Please do because I'm curious to see it works.

I usually just push and pull at the top until it loosens and then pump it up and down with short strokes until it breaks free but that's getting hard on my forearms. In sand it isn't too bad but sometimes I put one down into the blue clay and that creates suction on top of the friction.


----------



## Jim S. (Apr 22, 2004)

Gailann Schrader said:


> Just remember that Handyman jacks are jaw breakers. Literally. Teeth breakers. Literally. Not me? But others I've heard. I've been smacked by the recoil several times.

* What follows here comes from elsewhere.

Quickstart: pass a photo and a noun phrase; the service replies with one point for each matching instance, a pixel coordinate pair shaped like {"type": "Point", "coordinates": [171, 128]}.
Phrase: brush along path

Yer pitcher shows ye seem to have yer teeth, still. In front, anyways.

:baby04:


----------



## Country Doc (Oct 26, 2005)

Get that t post puller. Works and worth every penny. Got mine at Harbor 
Freight.


----------



## Gailann Schrader (May 10, 2002)

I'm gonna give you SUCH a pinch, JimS.

I've heard of dumb GUY farmers that got knocked out by the recoil of the handyman.

Not me. I step back.

I've gotten smacked a few times? But them teeth is ALLLLLLLLLL mine. So there.


----------



## Jim S. (Apr 22, 2004)

Yeah Gailann, Daddy's teeth are ALLLLLL his, too. He paid fer 'em fair and square, and keeps 'em in a jar by the bed so's he can admire 'em when he wakes up in the mornin'.

:bouncy:


----------